Today’s bullet points:

· Staying in Mexico, Reuters reports on how mass kidnappings of migrants appear to be a new source of financing for some Mexican cartels, particularly the Zetas. According to the Mexican National Human Rights Commission, at least 11,333 migrants were kidnapped in Mexico between April and September of 2010, many in large groups. Reuters says extortion fees over that six month period totaled more than a half million dollars -- ranging from $200 to $85,000 in more than 100 cases.

· IPS looks at protests led by women in Mexico City last week, denouncing growing worries about femicide, particularly in Mexico’s north.

· In Honduras, FNRP activist Gerardo Torres spoke in New York City Wednesday, arguing the current Honduran government continues to support and engage in violence against the political opposition. The Latin America News Dispatch covered Torres’s talk at Judson Memorial Church yesterday. LANR quotes Torres. “Of the ten journalists killed, seven were known members of the resistance. If this were any other country everybody would hear about this. When they kill ten journalists in Honduras, nobody knows.” Torres also spoke with Amy Goodman at Democracy Now yesterday morning.

· In Honduras’s Bajo Aguan – where conflicts between campesinos and planters have been particularly intense over the last year – El Heraldo reports that a German Bank has decided to freeze a $20 million loan to agro industrialist Miguel Facussé. Roger Pineda, a Facussé associate, blames an international campaign launched by human rights groups for the credit freeze. In the article, he specifically cites the Honduran rights group Cofadeh. After the German cuts, Facussé’s Dinant Corporation still maintains a $15 million credit line with the World Bank and $7 million with the Inter-American Development Bank.

· EFE and El Heraldo report on US South Com chief, Gen. Douglas Fraser’s trip to Honduras this week where matters of drug trafficking and regional security cooperation were to be discussed with the Honduran government. There is also some talk about possibly opening a US base in the country’s north, although I haven’t seen confirmation of that yet.
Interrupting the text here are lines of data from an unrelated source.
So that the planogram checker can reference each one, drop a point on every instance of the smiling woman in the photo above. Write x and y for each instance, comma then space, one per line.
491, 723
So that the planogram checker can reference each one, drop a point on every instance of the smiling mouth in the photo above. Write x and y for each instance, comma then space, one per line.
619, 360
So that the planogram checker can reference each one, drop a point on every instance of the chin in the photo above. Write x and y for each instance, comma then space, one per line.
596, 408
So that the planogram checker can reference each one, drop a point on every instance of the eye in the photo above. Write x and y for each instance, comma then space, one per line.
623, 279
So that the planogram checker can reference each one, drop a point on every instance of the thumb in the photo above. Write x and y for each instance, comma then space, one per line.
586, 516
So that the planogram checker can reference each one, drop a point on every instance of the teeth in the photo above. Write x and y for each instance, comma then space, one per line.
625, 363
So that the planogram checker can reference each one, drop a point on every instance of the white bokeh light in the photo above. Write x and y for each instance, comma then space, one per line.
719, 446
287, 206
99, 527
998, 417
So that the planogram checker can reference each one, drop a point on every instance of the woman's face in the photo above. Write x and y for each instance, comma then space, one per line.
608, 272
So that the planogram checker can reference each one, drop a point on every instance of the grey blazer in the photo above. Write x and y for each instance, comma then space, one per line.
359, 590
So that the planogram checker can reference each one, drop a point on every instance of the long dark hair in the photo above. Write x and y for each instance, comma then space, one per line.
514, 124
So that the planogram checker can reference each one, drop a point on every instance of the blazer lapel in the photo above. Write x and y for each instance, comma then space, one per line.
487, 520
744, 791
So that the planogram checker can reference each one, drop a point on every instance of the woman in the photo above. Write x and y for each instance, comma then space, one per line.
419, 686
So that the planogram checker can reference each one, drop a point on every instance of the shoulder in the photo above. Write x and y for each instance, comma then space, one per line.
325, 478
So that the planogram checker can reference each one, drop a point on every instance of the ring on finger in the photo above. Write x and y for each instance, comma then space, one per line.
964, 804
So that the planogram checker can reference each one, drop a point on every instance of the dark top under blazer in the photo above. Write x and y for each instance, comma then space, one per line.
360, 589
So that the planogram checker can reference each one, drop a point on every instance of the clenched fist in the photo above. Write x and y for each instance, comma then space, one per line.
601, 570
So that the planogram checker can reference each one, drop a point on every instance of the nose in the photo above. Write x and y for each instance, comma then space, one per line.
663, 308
· In Colombia, the extradition orders for Venezuelan capo Walid Makled were finalized Wednesday. Colombian Interior Minister German Vargas said the formal extradition of Makled to Venezuela could occur within the next five days. AP and El Tiempo report. The Miami Herald continues to protest the decision in an editorial today.
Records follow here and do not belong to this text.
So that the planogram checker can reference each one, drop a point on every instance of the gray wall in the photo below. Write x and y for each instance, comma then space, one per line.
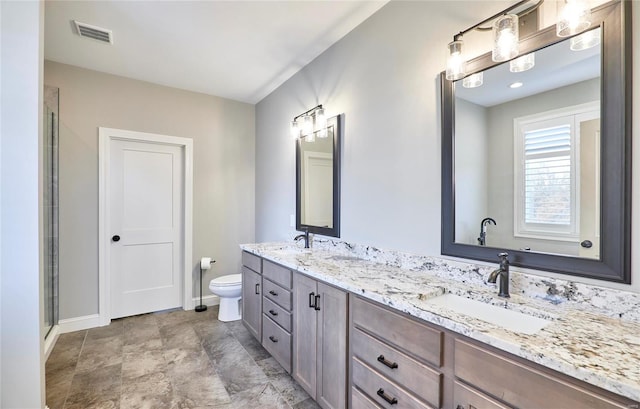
471, 166
21, 339
383, 77
223, 136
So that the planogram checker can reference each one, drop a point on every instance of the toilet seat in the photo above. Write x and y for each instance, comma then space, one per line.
226, 281
229, 289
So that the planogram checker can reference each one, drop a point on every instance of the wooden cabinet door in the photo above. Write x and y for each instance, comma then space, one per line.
331, 381
252, 302
304, 332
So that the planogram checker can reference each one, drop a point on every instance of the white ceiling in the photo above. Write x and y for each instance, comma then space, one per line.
240, 50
· Reuters says the Venezuelan opposition has set a date of February 12 to elect its presidential candidate. The report lists some of the aspirants, including early frontrunner Henrique Capriles. The list also includes AD veteran Henry Ramos. However, I would imagine the Wikileaks revelation – reported by Spain’s El País this week – that Ramos openly requested financing and support from the US Embassy in Caracas in 2006 will hurt his chances.

· Another first lady looks to be running to succeed her husband, this time in the Dominican Republic. AP reports.

· Arturo Valenzuela, among others, testified about foreign assistance priorities before Congressman Connie Mack’s (R-FL) Western Hemisphere Subcommittee Wednesday. Webcast available here. GWU Professor Cynthia McClintock, meanwhile, gives a report back to WOLA on last Sunday’s first-round vote in Peru, which she observed. Audio available here.

· CS Monitor examines the role of China has played in Latin America’s recent economic boom.

· Slightly different takes from Estadao and Folha on China’s statements Tuesday about Brazil’s bid for a permanent UNSC seat. Read and compare for yourself the Brazil-China statement, alongside the Brazil-US statement of a few weeks ago.

· And in the LA Times, Marc Haefele argues the choice for Latin America is to side with Venezuela or Brazil on matters of press freedom. Argentina, he seems to suggest, is caught somewhere in the middle.